Professor Nimbus grabbed his chair and positioned it right in front of us. Wiping the rusty old specs that sat on his nose with a tuft of cloth, he gave a bit of a quieten-down-and-listen-to-me sort of cough before slowly sitting himself down and looking around to see who was there.
“Is Fox not here? Fox? You here?”
“Taken ill, Professor,” a voice from somewhere just behind me replied. “Wasn’t well up on the lotments yesterday. Had to walk home sick and didn’t get her food for the day. Must be still ill.”
Nimbus shook his head in disappointment. “What about Enzo?” He looked towards the group of grinning older boys. “Is Enzo coming?”
One of the boys shrugged. “Dunno. Don’t care. Don’t like him anyway.”

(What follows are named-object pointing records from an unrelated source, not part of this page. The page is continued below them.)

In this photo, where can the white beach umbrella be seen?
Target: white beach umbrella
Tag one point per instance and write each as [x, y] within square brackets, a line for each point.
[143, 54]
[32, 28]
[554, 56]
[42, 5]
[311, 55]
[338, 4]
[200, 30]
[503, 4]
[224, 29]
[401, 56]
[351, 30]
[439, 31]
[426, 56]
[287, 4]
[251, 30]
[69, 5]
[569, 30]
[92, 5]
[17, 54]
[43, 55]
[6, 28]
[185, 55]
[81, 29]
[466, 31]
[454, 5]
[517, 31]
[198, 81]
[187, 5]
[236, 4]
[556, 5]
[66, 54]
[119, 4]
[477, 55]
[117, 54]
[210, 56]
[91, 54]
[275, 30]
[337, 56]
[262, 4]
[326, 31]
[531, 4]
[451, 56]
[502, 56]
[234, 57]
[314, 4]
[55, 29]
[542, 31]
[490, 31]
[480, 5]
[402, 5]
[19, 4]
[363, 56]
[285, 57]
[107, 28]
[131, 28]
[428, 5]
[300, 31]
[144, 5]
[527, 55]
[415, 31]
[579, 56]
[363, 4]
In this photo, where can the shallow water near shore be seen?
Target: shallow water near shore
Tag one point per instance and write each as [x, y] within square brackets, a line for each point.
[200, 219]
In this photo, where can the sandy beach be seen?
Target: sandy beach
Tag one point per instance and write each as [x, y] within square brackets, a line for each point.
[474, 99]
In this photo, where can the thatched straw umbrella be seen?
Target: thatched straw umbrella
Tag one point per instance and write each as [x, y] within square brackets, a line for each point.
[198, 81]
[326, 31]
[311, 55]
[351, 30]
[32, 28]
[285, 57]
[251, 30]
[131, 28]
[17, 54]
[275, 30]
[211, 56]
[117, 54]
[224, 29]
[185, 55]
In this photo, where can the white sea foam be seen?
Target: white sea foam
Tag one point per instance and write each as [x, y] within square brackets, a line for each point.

The Professor frowned at the lad. “One of the things you all need to understand is that as Pbs—for you are each and every one of you a Pb—as Pbs, you need to get on with one another. Respect each other’s opinions and space. In our world there are Pbs and Aus, who consider themselves golden. Be able to put your trust and faith in your fellow Pbs, the workers. Generally”—and at this point he glared at the shrugging boy—“try to like each other. Okay, Mathias?”
“Yes, Professor. Sorry, Professor.”
“If there is anything at all you can learn from me,” he said, addressing us all, “it’s that you need to stick together. Like gum. The whole of Lahn Dan depends on you. You are the backbone of this place. The workforce. Don’t ever forget that.”
“Yes, sir. Sorry, sir.” The grinning boy still seemed to be apologizing.
“Now.” Professor Nimbus leant back in the chair. “Stories. What sort of stories do you want me to tell you today?”
“Tell us about the machines again.” It was one of the older boys. “I love the machines. Tell us about the ones that flew through the sky.”